A large share of internet traffic isn't people. It's bots: automated scripts dressed up as real users, probing for weaknesses and slipping past defences built for humans. GeoComply is a leader in telling the difference, and BrowserGuard is where that fight happens in the browser.
This is a fundamental research role on our push to catch the browser-based bots that beat the signals we have today. You won't be doing general software engineering. You'll be doing original research: studying how modern bots evade detection at the browser level, and inventing the new signals that catch them.
Over four months the goal is ambitious on purpose. You'll generate and validate a body of net-new detection signals, ideas strong enough to become real features in BrowserGuard and proven against real customer data. Our engineers can build and test what you find. Your job is to find what they haven't.
If it's good, GeoComply's engineers will build and test what you find.
Study how browser-based bots evade current detection, working close to the Chromium and JavaScript internals where the signals actually live.
Form and test original hypotheses about what gives a bot away, producing a steady stream of net-new detection signals and feature ideas for BrowserGuard (Project Decard).
Validate your ideas against real customer data, so what you propose catches bots the current system misses without flagging real users.
Hand your best signals to the engineering team in a form they can build and ship.
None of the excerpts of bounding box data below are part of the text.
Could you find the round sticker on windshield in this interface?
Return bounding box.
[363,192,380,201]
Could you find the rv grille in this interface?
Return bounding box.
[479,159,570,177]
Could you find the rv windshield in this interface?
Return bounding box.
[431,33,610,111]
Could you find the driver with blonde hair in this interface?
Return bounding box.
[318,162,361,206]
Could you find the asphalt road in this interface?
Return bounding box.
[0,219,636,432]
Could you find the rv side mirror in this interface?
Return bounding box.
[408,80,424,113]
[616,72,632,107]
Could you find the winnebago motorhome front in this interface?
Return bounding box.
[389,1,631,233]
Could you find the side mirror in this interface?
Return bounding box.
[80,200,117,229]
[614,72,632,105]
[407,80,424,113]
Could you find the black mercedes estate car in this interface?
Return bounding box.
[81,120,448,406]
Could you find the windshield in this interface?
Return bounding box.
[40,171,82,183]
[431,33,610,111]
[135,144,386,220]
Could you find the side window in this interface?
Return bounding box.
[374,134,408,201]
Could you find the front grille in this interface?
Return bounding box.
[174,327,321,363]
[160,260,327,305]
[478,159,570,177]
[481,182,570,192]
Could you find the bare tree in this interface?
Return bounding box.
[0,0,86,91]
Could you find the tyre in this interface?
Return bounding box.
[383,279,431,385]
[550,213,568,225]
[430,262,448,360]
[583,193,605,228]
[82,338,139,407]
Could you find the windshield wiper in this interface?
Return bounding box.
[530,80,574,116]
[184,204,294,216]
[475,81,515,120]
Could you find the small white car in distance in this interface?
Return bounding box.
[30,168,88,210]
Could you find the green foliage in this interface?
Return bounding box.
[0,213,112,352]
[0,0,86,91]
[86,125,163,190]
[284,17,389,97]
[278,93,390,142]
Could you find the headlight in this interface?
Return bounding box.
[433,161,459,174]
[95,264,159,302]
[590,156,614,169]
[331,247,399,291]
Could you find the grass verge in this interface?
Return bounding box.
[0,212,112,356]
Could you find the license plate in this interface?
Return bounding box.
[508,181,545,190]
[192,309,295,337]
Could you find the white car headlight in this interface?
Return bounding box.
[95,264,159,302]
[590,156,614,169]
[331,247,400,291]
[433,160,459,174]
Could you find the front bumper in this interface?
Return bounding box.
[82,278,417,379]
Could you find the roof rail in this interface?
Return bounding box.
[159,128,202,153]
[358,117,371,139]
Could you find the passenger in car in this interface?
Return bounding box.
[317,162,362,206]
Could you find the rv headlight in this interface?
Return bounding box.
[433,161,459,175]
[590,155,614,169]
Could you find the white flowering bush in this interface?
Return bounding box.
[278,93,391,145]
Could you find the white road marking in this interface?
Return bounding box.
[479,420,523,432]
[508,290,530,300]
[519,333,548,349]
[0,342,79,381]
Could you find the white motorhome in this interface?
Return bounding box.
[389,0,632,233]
Embrace Stretch Opportunities (The Fun Part!): As a GeoComply intern, expect to be pushed. You'll be given special, high-value projects outside the immediate scope of your role, a chance to explore new skills, test your limits, and adapt to new challenges across the business.
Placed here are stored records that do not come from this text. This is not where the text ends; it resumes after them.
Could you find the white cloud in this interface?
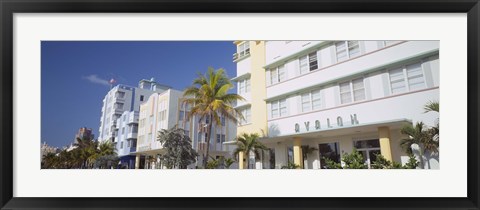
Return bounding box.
[83,74,110,86]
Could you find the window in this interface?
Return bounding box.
[353,139,380,168]
[115,91,125,98]
[300,52,318,74]
[335,41,360,62]
[308,52,318,71]
[339,78,365,104]
[178,111,185,121]
[238,78,250,94]
[114,103,123,109]
[271,99,287,118]
[269,65,287,85]
[301,90,321,112]
[388,63,426,94]
[318,142,340,168]
[240,107,252,125]
[237,41,250,58]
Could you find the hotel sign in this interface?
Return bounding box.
[295,114,358,133]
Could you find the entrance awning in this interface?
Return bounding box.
[261,119,412,143]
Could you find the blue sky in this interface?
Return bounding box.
[41,41,236,147]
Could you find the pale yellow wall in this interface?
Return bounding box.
[235,41,268,135]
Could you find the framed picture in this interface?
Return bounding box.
[0,0,480,209]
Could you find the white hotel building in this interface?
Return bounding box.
[233,41,440,169]
[98,78,170,143]
[135,89,238,169]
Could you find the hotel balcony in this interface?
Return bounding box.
[127,112,138,125]
[127,132,138,139]
[232,50,250,62]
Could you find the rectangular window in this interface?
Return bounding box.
[301,90,322,112]
[352,78,365,101]
[240,107,252,125]
[388,69,406,94]
[302,93,312,112]
[318,142,340,168]
[388,62,426,94]
[339,78,365,104]
[300,52,318,74]
[237,41,250,58]
[311,90,322,110]
[271,101,278,118]
[271,99,287,118]
[115,91,125,98]
[335,41,361,62]
[353,139,380,168]
[308,52,318,71]
[178,111,185,121]
[238,80,245,94]
[340,82,352,104]
[115,103,123,109]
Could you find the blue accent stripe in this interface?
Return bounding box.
[130,88,137,111]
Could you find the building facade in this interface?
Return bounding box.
[111,111,138,169]
[98,78,170,143]
[234,41,439,169]
[75,127,94,139]
[135,89,236,169]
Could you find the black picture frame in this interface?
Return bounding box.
[0,0,480,209]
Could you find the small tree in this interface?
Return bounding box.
[342,149,368,169]
[206,156,220,169]
[225,158,235,168]
[157,128,197,168]
[281,161,300,169]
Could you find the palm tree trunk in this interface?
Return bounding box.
[203,115,213,168]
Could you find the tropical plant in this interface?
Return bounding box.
[371,154,403,169]
[302,145,318,168]
[183,67,244,167]
[157,127,197,168]
[281,161,300,169]
[400,122,439,158]
[342,148,368,169]
[206,156,220,169]
[233,133,268,169]
[41,153,58,169]
[224,158,235,169]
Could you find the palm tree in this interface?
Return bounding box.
[183,67,244,168]
[157,127,197,169]
[423,101,440,144]
[302,145,318,168]
[233,133,268,169]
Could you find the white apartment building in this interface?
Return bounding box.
[98,78,170,143]
[234,41,440,169]
[111,111,138,169]
[136,89,236,169]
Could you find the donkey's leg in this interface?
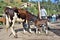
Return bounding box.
[45,23,48,34]
[23,22,26,33]
[11,19,17,38]
[28,21,32,33]
[6,15,9,31]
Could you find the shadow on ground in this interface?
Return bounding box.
[49,28,60,36]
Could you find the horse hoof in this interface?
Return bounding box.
[14,34,18,38]
[39,32,41,34]
[46,30,48,34]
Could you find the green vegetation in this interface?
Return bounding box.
[0,0,60,15]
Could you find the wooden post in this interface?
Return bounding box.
[38,1,41,19]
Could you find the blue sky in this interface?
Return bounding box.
[29,0,55,3]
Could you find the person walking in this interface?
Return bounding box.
[39,6,47,19]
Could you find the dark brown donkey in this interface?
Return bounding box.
[14,7,48,34]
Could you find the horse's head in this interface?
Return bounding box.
[12,7,18,13]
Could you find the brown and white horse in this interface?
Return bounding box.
[4,7,47,37]
[4,6,24,37]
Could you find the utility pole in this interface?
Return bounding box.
[38,0,41,19]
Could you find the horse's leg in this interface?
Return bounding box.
[23,20,26,33]
[45,23,48,34]
[6,15,9,31]
[10,18,17,38]
[28,21,32,33]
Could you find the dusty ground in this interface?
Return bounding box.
[0,21,60,40]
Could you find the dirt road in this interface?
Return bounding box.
[0,21,60,40]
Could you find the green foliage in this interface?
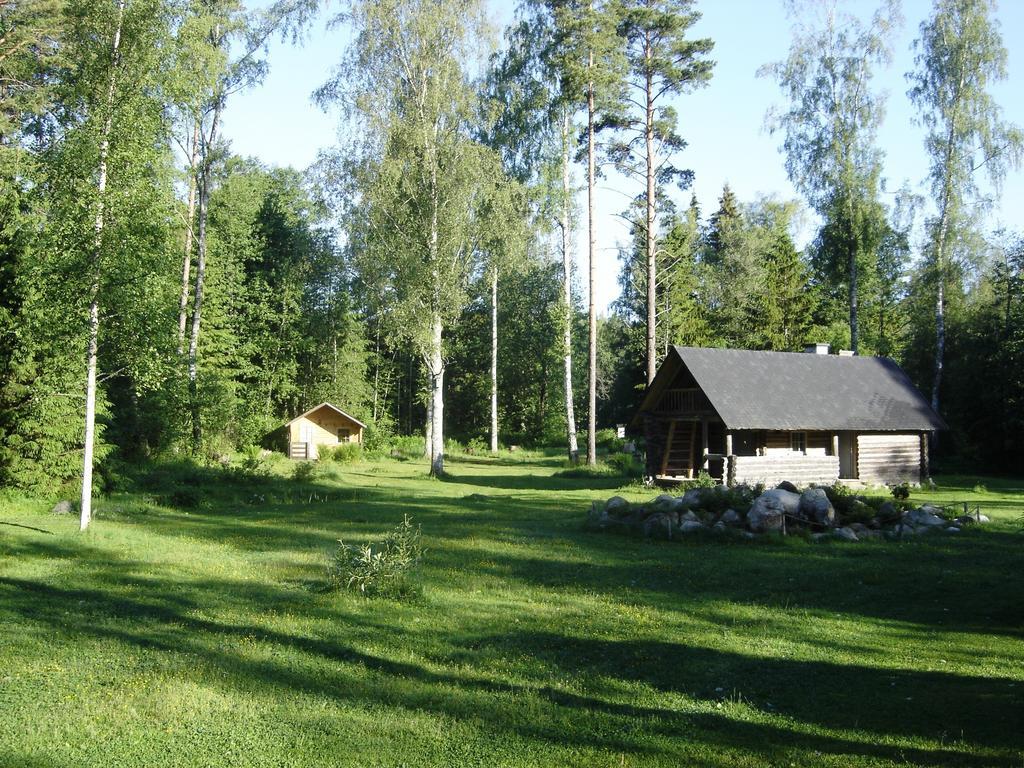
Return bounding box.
[317,442,362,464]
[292,461,317,482]
[680,469,718,490]
[330,515,424,600]
[891,482,910,502]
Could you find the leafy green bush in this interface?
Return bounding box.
[319,442,362,464]
[680,469,718,490]
[292,462,316,482]
[330,515,423,599]
[892,482,910,502]
[362,421,394,457]
[466,437,490,456]
[164,485,203,509]
[582,429,626,454]
[391,434,424,459]
[604,454,644,478]
[242,445,270,475]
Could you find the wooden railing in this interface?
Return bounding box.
[657,387,711,414]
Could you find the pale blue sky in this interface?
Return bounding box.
[224,0,1024,307]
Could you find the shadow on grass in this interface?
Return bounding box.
[0,578,1022,767]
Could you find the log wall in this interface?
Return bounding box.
[857,433,921,485]
[732,453,839,486]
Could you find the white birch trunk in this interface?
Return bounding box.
[644,33,657,384]
[490,267,498,454]
[428,314,444,476]
[188,84,224,454]
[423,385,434,462]
[178,119,199,354]
[587,57,597,467]
[79,0,125,530]
[561,112,580,464]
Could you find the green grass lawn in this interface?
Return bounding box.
[0,455,1024,768]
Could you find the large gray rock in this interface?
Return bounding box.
[679,488,707,509]
[746,488,800,534]
[643,512,672,539]
[833,528,860,542]
[903,507,946,528]
[800,488,836,527]
[648,494,679,512]
[604,496,630,517]
[719,509,743,526]
[761,488,800,515]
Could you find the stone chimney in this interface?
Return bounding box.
[804,341,829,354]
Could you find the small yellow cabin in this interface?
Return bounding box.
[285,402,367,459]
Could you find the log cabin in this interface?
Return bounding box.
[285,402,367,459]
[632,344,946,485]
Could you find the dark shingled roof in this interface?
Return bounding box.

A Master's or PhD-level computer science student or recent grad, or someone with equivalent depth.
An understanding of bleeding edge bot detection and fraud strategies, and you want to learn more.
You are deep in the browser. You know JavaScript from the inside, and you're comfortable or could learn Chromium internals and internet protocols.
Independent and relentlessly curious. You're at your best pulling apart how something works, not waiting for direction.
This role is:
Original research, not just implementation. You generate the ideas and prove them out; our engineers build them.
Deeply independent. You'll set your own research direction and drive it.
Genuinely hard. This is a frontier problem with no answer key, built for someone who wants to disrupt how things work, not follow a plan.
This role is not:
A general software-engineering internship, or a role with a set checklist to execute.
A fit if you wait to be told what to do, or lose interest when a problem is wide open.
A slow ramp. You'll be expected to grasp the codebase and start contributing real ideas within your first few weeks, not months.
You've contributed to the Chromium project or other open-source browser or security work.
Prior research in bot detection, anti-fraud, anti-spoofing, or adversarial ML.
You've published or presented original technical research
Real ownership of original research on GeoComply's fraud and detection frontier, evaluated by the people who lead it.
A rare thing for a student: fundamental computer-science research that ships, and pays.
A genuine path to a full-time offer if your output is strong.
Mentorship from the BrowserGuard team, working in-office in Vancouver alongside senior engineers.
Room for Growth: We think young talent has so much to offer. Your work will have a meaningful impact on your team and the organization, and will allow you to grow your skills, network, and career.